Switch: The 3 Critical Elements of Change
1. Direct The Rider
The Rider part of our mind has great strengths and an important role to play – it’s a thinker, planner, and helps us to chart the path for the future. However, its key weakness is its tendency to over-analyze problems. Hence, the best way for change to take place is to direct the rider. Show him (not just tell him) exactly where to go and what needs to be done. In the book, the Heath Brother explains how to do it by:
- Finding the Bright Spots
- Scripting the Critical Moves; and
- Pointing to the Destination
2. Motivate The Elephant
How do you motivate the elephant? By appealing to emotions, shrinking the change and growing your people. Use these 3 strategies in the book coax the elephant to start moving:
- Find the Feeling
- Shrink the Change; and
- Grow your People
3. Shape the Path
Most of us are prone to the “fundamental attribution error”, i.e. we tend to blame the person and discount the environment. For example, if a driver were to cut into our path, we are more likely to conclude that he/ she is a rude or reckless driver, than to consider if he /she is facing an unusual emergency.

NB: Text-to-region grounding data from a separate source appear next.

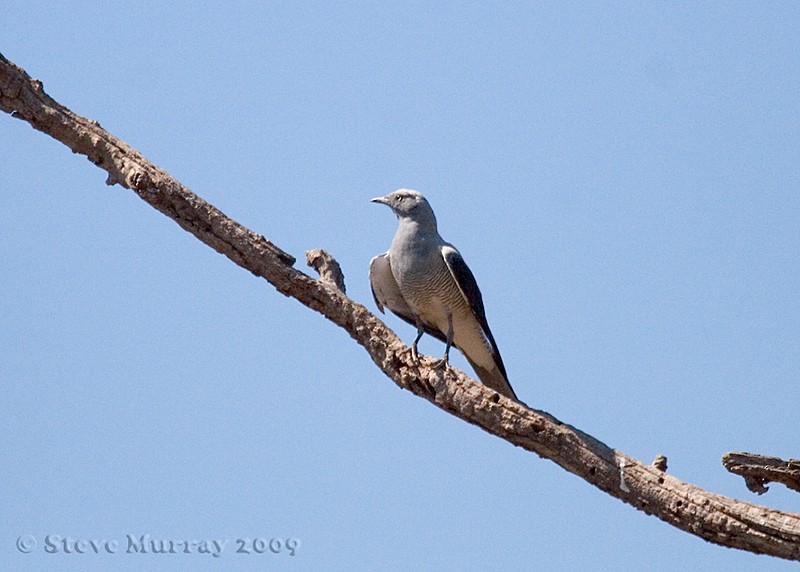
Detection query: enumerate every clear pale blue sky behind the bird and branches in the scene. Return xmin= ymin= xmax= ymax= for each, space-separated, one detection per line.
xmin=0 ymin=0 xmax=800 ymax=572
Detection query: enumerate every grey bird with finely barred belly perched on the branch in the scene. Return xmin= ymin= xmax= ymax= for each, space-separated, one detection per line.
xmin=369 ymin=189 xmax=517 ymax=400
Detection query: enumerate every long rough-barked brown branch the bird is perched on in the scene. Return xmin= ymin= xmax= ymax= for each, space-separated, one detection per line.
xmin=0 ymin=55 xmax=800 ymax=560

How we behave is systematically shaped by the environment or situations we are in. To get people to change, we can provide clear direction, provide motivation and determination, or simply give the an easier path or a simpler journey to make, using these 3 strategies:
- Tweak the Environment
- Build Habits; and
- Rally the Herd
In the book, the Heath Brothers provide loads of tips, with vivid and lively examples to illustrate how to implement each of the strategies above. Check out our full Switch summary for more details.
KEEP THE SWITCH GOING
Change is a process that takes place over time. The secret to successful change is to reinforce each step of the process. It is easier to spot problems than progress, hence noticing and reinforcing progress takes effort.
Getting the Most from Switch
Ready to apply these 3 elements to changes in your life? Get more detailed insights, examples and actionable tips from our full book summary bundle, which includes an infographic, a 9-page text summary, and a 19-minute audio summary.

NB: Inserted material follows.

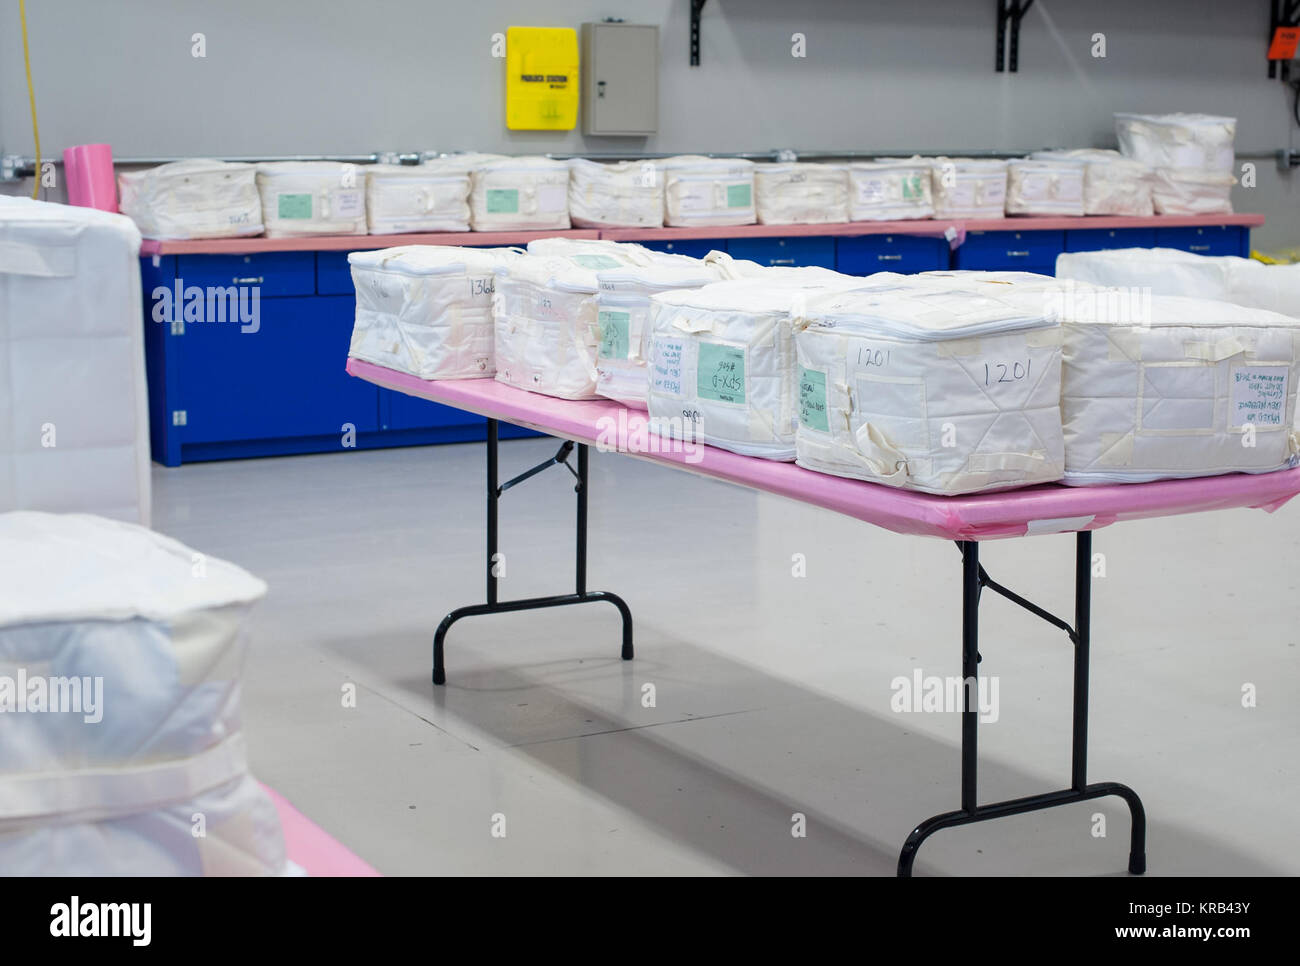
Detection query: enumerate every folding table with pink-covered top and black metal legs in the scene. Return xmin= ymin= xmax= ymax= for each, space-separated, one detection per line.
xmin=347 ymin=359 xmax=1300 ymax=876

The Heath brothers bring their points to life with numerous examples of past research and studies, real-life stories and illustrations, including health and personal change, business turnaround and sales initiatives, government and conservation efforts, social change and family relationships etc. The book includes sections called “Clinics”, to help us think about how to apply the Switch framework, using real-world situations and suggestions on possible game plans. The Heath brothers also list 12 common problems to change and suggest how to tackle them. You can purchase the book here or visit the official website at heathbrothers.com.

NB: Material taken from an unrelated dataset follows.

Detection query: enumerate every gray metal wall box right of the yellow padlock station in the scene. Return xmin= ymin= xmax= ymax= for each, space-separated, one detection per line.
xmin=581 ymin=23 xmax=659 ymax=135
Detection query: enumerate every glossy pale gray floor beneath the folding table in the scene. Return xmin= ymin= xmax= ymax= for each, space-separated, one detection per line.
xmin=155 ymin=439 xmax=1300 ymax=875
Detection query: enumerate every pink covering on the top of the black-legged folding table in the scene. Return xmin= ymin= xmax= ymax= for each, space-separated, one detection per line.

About the Authors of Switch
Switch: How to Change Things when Change is Hard is written by Chip Heath & Dan Heath.
Chip Heath is a professor at Stanford Graduate School of Business, focusing on courses about business strategy and organizations. He has consulted with clients such as Google, Gap and The Nature Conservancy.
Dan Heath is a Senior Fellow at Duke University’s CASE center, which supports social entrepreneurs. He previously worked as a researcher and case writer for Harvard Business School. In 1997, Dan co-founded an innovative publishing company called Thinkwell, which continues to produce a radically reinvented line of college textbooks. Dan has an MBA from Harvard Business School and a BA from the Plan II Honors Program from the University of Texas at Austin. Besides this book, the Heath brothers have also co-authored Made to Stick: Why Some ideas Survive and Others Die and Decisive: How to Make Better Decisions in Life and Work. Their books have been translated into 28 languages to date.
“Small targets lead to small victories, and small victories can often trigger a positive spiral of behaviour.”
“This is a book to help you change things. We consider change at every level – individual, organizational, and societal.”
“To make a switch, you need to script the critical moves.”
“Change is not one of understanding but one of feeling.”
“Change isn’t an event; it’s a process…To lead a process requires persistence.”